Henri Mahé à la trace
L' entre-deux-guerres a été riche en personnages hors du commun, comme si les rescapés d' une des plus sinistres boucheries de l' Histoire avaient cherché à rattraper dans la liberté et la révolte une jeunesse escamotée.
Henri Mahé a vécu ainsi, bien qu' il ait échappé de peu au "casse-pipe". Né en 1907 à Paris de parents bretons, il a grandi à la Mouff ', qui lui a enseigné l' argot des chiffonniers, puis, après un stage aux Beaux-Arts, enchainé avec un premier boulot : aide-comptable aux Galeries Lafayette. Pas longtemps. A 20 ans il s' instituait peintre attitré des cirques et des bordels, et louait une péniche sur la Seine, " La Malamoa ", vite devenue le rendez-vous à la mode d' arsouilles, qui avaient baptisé leur hôte "Riton-la-Barbouille ", et de leurs avocats, de chansonniers, de gadz'arts, de grandes gueules et de petites vertus.

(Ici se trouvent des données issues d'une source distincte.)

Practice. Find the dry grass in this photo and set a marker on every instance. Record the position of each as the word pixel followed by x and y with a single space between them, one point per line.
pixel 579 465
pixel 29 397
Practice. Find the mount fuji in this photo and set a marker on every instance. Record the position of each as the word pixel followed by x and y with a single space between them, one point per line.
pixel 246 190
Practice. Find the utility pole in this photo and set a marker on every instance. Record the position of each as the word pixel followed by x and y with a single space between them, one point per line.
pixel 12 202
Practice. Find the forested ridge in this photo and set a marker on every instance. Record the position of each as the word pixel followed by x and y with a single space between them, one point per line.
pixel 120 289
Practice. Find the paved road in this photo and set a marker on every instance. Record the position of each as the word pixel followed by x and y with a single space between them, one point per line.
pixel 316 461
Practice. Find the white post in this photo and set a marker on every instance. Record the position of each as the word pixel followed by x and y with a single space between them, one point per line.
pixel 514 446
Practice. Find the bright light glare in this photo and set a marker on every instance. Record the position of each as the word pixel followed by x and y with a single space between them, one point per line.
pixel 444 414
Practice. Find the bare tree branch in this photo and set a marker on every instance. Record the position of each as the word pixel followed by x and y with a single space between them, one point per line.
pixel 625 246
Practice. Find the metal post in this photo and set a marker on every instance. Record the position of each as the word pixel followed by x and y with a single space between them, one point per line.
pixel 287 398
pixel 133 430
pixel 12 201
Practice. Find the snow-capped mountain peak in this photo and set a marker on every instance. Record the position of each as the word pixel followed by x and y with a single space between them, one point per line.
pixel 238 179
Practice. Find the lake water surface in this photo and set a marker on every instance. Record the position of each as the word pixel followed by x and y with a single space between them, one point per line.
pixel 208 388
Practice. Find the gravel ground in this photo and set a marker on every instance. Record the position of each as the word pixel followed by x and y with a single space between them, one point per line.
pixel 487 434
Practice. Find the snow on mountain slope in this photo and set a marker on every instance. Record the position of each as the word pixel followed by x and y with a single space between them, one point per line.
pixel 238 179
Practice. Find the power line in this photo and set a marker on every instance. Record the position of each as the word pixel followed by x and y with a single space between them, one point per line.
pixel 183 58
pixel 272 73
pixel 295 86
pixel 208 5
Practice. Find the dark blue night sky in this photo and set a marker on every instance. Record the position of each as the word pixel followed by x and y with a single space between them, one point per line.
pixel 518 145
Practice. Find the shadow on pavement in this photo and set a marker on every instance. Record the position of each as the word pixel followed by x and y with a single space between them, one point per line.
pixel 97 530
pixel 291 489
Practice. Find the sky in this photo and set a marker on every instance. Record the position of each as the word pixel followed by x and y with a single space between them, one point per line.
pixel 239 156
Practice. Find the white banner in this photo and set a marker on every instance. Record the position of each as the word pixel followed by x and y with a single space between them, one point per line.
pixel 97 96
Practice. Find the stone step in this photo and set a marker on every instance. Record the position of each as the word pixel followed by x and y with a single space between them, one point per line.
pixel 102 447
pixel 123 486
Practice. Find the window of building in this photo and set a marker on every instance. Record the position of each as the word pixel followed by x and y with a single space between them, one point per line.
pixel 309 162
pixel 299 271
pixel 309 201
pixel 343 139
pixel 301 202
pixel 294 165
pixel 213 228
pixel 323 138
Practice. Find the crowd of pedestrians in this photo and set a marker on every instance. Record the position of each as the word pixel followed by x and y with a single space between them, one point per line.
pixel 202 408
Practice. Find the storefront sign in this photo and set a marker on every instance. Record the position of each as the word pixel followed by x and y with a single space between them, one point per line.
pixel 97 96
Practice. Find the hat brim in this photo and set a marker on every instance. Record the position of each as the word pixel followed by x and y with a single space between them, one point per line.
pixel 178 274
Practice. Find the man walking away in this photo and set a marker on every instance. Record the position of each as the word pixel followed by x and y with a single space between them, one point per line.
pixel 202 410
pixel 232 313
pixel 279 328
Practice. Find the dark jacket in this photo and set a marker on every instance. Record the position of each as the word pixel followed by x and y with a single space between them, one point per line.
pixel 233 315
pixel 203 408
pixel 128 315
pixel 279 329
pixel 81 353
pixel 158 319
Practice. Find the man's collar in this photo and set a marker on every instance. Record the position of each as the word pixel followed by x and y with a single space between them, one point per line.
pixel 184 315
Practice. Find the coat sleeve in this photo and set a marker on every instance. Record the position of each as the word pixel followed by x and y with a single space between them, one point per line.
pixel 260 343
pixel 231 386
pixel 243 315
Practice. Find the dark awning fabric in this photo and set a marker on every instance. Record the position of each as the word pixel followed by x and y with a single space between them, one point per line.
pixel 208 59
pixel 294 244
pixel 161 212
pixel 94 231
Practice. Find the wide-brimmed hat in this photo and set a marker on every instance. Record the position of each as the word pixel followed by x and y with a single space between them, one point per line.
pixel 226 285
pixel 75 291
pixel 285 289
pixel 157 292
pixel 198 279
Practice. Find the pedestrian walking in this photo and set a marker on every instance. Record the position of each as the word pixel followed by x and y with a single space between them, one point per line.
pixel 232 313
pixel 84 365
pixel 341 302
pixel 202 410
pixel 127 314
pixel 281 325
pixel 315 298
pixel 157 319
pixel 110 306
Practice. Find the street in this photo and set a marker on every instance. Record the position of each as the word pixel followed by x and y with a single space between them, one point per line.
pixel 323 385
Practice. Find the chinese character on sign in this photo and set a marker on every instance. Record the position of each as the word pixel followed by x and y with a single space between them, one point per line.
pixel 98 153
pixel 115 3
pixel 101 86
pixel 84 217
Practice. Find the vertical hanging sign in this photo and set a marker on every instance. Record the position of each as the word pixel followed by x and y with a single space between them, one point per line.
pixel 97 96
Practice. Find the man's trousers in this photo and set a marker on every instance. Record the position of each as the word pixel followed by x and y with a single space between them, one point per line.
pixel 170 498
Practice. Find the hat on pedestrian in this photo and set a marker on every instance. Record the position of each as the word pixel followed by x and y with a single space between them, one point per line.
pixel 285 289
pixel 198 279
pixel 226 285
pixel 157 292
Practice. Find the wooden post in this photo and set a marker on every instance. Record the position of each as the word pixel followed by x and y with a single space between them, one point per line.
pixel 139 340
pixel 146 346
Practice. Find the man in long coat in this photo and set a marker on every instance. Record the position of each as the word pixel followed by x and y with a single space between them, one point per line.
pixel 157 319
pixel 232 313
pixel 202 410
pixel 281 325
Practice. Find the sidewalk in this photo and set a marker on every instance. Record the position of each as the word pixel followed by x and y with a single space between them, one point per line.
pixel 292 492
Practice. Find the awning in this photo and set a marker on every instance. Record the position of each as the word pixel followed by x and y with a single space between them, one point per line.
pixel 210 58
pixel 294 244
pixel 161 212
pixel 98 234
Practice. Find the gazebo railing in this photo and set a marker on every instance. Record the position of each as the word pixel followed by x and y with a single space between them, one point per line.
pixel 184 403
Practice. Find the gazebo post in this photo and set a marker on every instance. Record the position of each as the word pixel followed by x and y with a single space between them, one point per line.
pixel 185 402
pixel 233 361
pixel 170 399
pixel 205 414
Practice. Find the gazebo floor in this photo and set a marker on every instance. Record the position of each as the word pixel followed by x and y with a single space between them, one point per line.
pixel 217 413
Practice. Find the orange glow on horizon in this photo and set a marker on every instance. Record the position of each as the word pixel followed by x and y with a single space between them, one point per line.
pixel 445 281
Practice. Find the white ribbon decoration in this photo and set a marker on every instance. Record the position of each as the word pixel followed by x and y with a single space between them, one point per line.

Un soir de 1929, la journaliste Aimée Barancy est arrivée là, flanquée de l' actrice Nane Germon et d' un étrange docteur Destouches, plus âgé de 13 ans que Mahé, et qui allait devenir peu de temps après célèbre sous le nom de Louis-Ferdinand Céline. Le courant est passé aussitôt entre le beau gosse de la Mouff ' et l' écrivain potentiel (il a commencé la rédaction du "Voyage"). Mahé a accepté d' aller décorer la salle de bains de Céline, rue Lepic : une amitié naissait, qui n' a pas manqué de brouilles, suivies d' autant de réconciliations. Croisant les compères sur les pentes de Montmartre, Abel Gance les appelait "Verlaine et Rimbaud", sans plus d' identification.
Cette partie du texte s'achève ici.